Mais toujours trop pour une partie de la population. En ce mois de juin 2020, 10.000 personnes crient leur colère sur la place Poelaert. Soit près de dix années plus tard. Les manifestants entendent protester contre les violences policières et le racisme. Des incidents éclatent à nouveau à Matonge. Les images de la mort de George Floyd, étouffé par un genou policier aux États-Unis, embrasent les esprits. Voilà plusieurs mois que la police belge essuie de multiples accusations de racisme ou de violences illégitimes. Toujours à l’instruction, la mort d’Adil le 10 avril dernier, un jeune Anderlechtois percuté par une voiture de police, a fait monter la tension. Comment les forces de l’ordre vivent ces critiques? Quel est leur état d’esprit général?
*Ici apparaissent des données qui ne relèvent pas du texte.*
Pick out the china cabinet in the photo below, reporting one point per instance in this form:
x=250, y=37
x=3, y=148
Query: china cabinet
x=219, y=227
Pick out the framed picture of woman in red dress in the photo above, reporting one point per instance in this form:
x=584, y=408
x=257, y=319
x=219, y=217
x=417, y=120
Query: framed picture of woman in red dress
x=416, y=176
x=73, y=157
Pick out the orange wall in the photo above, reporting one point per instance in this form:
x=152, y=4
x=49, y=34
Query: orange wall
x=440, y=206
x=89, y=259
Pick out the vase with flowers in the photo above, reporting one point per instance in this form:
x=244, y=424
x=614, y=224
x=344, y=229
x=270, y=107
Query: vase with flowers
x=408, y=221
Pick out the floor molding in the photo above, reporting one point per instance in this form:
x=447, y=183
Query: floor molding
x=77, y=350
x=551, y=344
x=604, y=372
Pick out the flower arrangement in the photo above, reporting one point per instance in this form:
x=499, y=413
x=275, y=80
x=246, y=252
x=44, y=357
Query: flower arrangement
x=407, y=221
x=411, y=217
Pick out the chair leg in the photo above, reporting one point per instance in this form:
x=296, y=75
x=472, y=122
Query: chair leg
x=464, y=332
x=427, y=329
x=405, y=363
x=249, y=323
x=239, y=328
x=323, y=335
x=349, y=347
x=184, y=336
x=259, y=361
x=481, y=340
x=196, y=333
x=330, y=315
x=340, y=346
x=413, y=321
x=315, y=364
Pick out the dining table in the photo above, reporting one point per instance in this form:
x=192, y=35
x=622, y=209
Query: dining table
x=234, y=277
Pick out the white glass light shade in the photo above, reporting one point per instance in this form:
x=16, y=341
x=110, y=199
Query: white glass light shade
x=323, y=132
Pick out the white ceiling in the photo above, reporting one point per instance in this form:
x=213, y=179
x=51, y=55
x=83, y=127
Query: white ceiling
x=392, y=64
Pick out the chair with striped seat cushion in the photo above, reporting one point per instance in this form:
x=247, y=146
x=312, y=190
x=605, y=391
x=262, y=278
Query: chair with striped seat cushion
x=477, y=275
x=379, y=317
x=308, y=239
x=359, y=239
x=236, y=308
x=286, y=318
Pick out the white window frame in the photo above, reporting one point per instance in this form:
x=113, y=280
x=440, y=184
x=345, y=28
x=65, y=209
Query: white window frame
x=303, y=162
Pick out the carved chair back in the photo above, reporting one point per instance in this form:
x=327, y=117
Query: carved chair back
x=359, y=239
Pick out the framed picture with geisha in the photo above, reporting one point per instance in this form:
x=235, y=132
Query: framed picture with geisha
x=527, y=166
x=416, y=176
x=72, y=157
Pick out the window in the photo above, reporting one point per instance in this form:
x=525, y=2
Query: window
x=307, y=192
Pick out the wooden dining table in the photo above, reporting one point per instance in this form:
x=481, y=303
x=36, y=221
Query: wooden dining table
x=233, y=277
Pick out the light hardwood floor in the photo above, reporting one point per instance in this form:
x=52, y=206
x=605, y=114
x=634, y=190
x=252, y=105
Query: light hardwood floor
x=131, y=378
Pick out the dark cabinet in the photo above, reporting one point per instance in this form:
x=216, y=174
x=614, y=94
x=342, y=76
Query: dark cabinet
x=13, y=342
Estiment-elles une remise en question nécessaire et quels seraient les chantiers prioritaires pour s’améliorer?

Faillite de l’autorité

L’ensemble de la maison police vit en réalité très mal ces critiques récurrentes. Permanent à la CGSP, Eddy Quaino parle de stigmatisation. “Ils me disent tous qu’ils en ont marre, qu’ils ne sont ni racistes, ni violents. On est d’ailleurs hyper-attentif à ça.” Max, notre inspecteur de police bruxellois, parle d’amalgames: “La mort de Floyd, c’est un scandale. Aucun policier ne dira le contraire. Mais dire que tous les policiers sont violents et racistes, c’est comme dire que telle ou telle communauté n’est composée que de voleurs”. Directeur des opérations dans une zone du Brabant wallon, un commissaire souffle: “Cela me fait vraiment mal quand j’entends dire que les policiers sont racistes. J’en connais des centaines qui ne le sont pas. Après, je comprends les citoyens qui voient les images à la télé, car on n’y montre que le négatif”.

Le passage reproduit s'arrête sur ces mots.